You cannot perform the modulus operation on double(or floats). This is for the simple reason that remainders are defined only for integer arithmetic. What would be the remainder if I divide 2.3 by 0.4??

So to do what you want you need to cast the double ( a and the result of pow) as long long.

So you can do ((long long) a) % (long long) pow( ... ) and it should be fine.

In the future you should look at the error messages (and also the warnings).

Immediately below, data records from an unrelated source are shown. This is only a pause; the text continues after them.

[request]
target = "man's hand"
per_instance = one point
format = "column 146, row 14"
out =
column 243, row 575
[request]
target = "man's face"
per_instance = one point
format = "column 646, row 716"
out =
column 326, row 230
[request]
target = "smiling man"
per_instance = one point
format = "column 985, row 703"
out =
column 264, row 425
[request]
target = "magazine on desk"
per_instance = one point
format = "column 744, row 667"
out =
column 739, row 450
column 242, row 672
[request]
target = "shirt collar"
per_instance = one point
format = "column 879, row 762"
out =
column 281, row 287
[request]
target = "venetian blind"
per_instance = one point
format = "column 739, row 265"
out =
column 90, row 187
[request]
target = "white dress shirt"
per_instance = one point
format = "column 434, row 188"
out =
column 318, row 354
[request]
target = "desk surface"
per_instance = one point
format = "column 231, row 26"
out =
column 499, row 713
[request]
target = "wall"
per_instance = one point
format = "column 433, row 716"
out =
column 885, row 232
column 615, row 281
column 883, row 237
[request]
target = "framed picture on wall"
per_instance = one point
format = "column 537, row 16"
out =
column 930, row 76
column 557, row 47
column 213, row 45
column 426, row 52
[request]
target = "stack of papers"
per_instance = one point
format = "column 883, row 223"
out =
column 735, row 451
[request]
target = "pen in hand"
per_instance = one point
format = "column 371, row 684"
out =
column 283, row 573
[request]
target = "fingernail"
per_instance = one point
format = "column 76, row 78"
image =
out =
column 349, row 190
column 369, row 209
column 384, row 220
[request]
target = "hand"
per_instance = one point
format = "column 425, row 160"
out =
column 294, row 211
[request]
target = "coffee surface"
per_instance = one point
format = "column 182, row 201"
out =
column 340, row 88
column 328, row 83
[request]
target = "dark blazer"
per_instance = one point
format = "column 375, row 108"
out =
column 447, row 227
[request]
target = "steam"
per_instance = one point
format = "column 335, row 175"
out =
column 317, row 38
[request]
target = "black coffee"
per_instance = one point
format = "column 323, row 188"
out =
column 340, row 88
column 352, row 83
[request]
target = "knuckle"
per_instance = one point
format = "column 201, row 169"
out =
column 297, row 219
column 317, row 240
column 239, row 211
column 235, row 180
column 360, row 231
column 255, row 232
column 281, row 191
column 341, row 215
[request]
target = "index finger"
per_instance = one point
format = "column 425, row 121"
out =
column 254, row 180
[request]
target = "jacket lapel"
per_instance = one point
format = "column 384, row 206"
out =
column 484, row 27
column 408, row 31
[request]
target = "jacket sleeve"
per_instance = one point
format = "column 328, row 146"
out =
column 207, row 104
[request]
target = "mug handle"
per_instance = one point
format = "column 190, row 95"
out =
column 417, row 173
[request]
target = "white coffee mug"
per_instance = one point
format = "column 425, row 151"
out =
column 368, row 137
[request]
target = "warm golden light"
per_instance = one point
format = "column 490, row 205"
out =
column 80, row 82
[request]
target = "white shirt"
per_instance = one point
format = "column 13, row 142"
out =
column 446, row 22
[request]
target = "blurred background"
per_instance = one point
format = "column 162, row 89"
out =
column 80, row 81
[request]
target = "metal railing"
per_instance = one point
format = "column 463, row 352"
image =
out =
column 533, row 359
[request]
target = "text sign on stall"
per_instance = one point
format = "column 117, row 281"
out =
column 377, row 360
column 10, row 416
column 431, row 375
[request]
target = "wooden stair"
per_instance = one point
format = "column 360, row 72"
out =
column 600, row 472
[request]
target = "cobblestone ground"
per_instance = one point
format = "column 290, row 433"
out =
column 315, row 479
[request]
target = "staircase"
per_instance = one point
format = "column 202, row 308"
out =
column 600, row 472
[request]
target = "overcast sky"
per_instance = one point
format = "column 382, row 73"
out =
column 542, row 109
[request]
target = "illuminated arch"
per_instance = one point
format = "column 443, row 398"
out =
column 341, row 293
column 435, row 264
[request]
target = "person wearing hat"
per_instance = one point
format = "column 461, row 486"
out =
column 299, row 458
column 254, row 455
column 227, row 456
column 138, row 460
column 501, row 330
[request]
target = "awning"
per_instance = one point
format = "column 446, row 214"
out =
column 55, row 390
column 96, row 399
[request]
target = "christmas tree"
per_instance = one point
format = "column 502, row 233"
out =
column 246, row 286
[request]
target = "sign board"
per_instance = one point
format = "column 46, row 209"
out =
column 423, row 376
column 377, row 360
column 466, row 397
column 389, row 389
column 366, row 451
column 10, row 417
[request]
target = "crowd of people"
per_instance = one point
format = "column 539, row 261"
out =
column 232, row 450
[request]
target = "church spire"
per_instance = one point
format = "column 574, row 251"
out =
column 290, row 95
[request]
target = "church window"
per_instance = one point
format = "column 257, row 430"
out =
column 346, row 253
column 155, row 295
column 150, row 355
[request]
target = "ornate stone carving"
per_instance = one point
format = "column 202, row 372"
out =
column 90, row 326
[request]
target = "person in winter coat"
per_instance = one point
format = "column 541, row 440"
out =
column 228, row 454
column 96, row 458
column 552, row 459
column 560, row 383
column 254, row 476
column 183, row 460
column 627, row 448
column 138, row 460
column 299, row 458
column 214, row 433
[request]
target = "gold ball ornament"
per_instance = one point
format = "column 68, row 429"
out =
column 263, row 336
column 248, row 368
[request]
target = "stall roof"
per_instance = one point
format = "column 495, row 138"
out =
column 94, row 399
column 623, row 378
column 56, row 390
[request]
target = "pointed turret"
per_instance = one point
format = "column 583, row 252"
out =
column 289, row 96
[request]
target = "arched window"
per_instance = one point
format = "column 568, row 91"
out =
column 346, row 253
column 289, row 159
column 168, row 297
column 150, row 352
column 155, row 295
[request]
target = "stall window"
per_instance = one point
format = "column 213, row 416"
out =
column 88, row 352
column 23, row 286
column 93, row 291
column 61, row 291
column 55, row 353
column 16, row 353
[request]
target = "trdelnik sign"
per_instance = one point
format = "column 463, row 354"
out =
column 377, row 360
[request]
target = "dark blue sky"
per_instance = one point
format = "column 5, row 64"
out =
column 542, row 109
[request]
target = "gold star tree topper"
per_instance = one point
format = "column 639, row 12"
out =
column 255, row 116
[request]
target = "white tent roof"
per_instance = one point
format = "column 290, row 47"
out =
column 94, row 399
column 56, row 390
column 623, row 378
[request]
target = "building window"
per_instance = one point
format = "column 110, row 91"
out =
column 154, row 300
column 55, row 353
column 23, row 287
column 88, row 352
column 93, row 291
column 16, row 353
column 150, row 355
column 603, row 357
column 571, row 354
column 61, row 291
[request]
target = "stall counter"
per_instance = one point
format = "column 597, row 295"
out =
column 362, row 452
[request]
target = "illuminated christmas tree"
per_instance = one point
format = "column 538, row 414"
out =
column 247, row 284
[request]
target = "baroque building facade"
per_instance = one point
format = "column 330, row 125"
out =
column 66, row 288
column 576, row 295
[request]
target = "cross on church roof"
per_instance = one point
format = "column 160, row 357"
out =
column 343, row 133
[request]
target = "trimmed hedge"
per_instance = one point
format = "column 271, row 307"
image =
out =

Here it clearly says invalid operands to binary expression and % operator is marked.

Answer 2

pow returns a double and % operator is defined only for integers. I think that should solve your problem.

Answer 3

Algo should be more simple that you write it. I'm not a C programmer but:

// transform LL to char []
int len = length(ll);
char card[len];
sprintf(card, "%lld", ll);
int sum =0;
for(i=0;i < len; i++)
{
    int num = card[i] - '0';
    if(i % 2 == 0)
    { sum += num; }
    else
    { 
        int tmp = num * 2; 
        sum += (tmp / 10);
        sum += (tmp % 10);
    }
}

if(sum % 10)
{ 
     // card valid 
}

Is more readable in my opinion. (Sorry if typo, this post was written with an old smartphone...)

EDIT I know you like using loops but your num_at could also be enhanced :

int num_at(int pos, long long x)
{
     return (x / (int)pow(10, pos)) % 10;
}

Answer 4

How do you expect to do a modulo operation (%) between two double values?

What is 10.3 % 5.2, exactly?

The error message is simply saying, "You cannot do double-modulo-double"